Geschrieben am 4. Juli 2016 von Paul-Josef Raue.
Die Moderatoren-Stars bei der EM 2016: Matthias Opdenhövel und Mehmet Scholl, ausgezeichnet mit dem Deutschen Fernsehpreis. (Foto: ARD)

Die Moderatoren-Stars bei der EM 2016: Matthias Opdenhövel und Mehmet Scholl, ausgezeichnet mit dem Deutschen Fernsehpreis. (Foto: ARD)

Seit drei Wochen schleichen Fußballer vom Rasen – mit „muskulären Problemen“. So näseln TV-Moderatoren, so äffen es Zeitungsreporter nach. Sogar Nachrichtenredakteure beugen sich: Mario Gomez, so schreibt die FAZ heute, war „mit muskulären Problemen vom Platz gehumpelt“.

Schleicht Euch!, möchte man den Journalisten zurufen, die solch einen Unsinn reden und schreiben. Das deutsche Wort für Adjektiv heißt „Eigenschaftswort“: Also ist „muskulär“ die Eigenschaft des Problems? Nein, das Problem hat keine Muskeln, aber die Muskeln haben ein Problem.

Problematische Muskeln wäre richtig, aber schräg. Adjektive sind die am meisten überschätzte Wortart: Auf sie in neun von zehn  Fällen zu verzichten, ehrt den Journalisten. Als Alternative bietet sich fast immer das zusammengesetzte Substantiv an – ein Vorzug der deutschen Sprache im Vergleich zu den meisten anderen.

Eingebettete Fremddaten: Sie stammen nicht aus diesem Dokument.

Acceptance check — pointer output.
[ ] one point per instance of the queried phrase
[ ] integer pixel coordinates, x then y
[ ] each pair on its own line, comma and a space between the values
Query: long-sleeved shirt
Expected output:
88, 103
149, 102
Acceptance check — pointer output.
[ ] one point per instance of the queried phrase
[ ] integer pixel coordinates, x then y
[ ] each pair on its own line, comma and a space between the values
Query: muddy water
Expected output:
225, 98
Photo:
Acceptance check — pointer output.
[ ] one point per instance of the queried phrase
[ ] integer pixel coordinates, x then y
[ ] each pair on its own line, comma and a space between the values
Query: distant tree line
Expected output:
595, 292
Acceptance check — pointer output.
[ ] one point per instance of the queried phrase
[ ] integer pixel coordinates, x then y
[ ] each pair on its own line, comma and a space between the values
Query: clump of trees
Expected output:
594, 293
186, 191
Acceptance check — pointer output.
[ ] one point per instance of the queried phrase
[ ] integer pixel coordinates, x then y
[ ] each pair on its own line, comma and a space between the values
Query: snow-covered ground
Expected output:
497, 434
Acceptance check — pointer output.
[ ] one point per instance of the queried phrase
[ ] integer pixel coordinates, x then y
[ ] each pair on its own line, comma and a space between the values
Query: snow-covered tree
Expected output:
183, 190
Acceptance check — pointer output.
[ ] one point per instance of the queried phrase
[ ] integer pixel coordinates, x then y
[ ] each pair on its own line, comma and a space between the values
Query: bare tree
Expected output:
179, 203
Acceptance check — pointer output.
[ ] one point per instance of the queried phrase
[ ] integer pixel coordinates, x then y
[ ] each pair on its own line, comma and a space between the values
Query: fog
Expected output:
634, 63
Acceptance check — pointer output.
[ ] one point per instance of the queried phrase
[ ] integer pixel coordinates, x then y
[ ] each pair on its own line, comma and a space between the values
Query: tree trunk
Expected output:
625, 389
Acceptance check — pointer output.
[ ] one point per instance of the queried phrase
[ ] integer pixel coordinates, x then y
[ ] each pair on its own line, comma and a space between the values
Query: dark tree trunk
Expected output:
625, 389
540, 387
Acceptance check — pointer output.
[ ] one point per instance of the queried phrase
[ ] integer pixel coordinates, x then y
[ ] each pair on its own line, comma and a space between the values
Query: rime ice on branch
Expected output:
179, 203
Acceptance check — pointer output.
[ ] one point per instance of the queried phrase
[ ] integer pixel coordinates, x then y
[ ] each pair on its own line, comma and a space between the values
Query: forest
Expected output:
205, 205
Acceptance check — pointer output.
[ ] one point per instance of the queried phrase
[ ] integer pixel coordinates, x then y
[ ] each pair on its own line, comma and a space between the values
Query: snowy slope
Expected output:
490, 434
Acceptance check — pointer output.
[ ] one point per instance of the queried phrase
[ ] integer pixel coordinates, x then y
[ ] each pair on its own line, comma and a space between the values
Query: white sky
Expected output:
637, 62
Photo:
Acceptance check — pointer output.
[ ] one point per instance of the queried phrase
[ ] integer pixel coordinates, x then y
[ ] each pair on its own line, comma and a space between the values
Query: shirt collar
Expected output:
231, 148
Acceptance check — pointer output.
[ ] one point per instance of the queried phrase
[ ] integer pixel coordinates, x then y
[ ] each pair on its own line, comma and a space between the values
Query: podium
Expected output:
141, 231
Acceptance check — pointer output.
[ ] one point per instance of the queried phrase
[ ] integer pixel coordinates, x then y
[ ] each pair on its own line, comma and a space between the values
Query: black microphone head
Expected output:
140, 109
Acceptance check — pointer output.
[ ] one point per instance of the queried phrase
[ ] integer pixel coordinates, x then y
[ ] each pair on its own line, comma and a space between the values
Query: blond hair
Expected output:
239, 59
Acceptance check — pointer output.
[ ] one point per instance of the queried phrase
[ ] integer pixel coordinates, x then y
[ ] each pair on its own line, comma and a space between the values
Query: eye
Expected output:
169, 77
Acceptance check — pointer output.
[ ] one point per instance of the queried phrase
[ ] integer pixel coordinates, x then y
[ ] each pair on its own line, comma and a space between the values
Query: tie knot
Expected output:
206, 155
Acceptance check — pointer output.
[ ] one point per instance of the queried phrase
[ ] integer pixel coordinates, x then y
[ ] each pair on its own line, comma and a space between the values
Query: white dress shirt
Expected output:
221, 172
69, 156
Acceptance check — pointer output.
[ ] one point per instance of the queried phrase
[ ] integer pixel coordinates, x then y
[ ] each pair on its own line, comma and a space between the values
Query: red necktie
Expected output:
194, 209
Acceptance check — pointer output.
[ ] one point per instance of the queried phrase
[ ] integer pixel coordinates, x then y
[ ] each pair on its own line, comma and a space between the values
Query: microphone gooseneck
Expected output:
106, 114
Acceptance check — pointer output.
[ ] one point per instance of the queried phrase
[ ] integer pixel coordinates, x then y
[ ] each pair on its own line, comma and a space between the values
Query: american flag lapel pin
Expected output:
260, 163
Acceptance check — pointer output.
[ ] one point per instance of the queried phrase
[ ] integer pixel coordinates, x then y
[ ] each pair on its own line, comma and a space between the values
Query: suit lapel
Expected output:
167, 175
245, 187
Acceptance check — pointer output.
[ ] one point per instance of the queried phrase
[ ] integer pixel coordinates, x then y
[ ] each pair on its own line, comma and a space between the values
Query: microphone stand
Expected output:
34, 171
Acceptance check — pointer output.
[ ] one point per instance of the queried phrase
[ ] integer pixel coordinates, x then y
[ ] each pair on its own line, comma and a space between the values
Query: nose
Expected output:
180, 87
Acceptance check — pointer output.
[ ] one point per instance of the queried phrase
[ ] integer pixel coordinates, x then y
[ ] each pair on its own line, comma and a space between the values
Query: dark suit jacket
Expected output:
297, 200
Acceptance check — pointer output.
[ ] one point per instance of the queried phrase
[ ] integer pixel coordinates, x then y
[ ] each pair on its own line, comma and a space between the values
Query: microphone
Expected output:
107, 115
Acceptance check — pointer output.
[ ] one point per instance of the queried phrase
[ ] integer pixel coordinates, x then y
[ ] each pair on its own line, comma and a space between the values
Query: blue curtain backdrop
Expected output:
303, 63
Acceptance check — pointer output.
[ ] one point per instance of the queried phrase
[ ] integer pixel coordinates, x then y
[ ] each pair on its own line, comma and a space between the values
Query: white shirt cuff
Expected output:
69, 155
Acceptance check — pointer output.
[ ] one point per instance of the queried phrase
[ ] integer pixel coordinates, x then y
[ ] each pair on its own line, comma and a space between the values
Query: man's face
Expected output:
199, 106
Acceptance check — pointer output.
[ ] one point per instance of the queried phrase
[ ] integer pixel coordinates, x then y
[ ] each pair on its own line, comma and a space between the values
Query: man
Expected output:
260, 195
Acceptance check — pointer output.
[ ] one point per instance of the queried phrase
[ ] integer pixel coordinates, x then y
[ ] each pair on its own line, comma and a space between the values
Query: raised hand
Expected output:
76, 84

Aber in der Begeisterung, alles, auch Unsinn, aus der englischen Sprache zu nehmen, zertrümmern wir unsere Substantive: „Muscular problems“ sagt der englische Reporter, wenn einer der Stars dahinhumpelt. „Muskelprobleme“ ist das deutsche Wort, ohne Adjektiv, dafür sofort verständlich.

Im Kuppeln von Substantiven ist die deutsche Sprache der englischen überlegen. „In Fahrtrichtung rechts“, sagt der Schaffner im Zug, damit wir die richtige Tür wählen. „In the direction of travel“, wiederholt er: Drei Wörter statt einem.

Und wer kümmert sich um die Muskelprobleme? Der Arzt? Nein, die „medizinische Abteilung“, weiß der TV-Reporter. Schleicht Euch!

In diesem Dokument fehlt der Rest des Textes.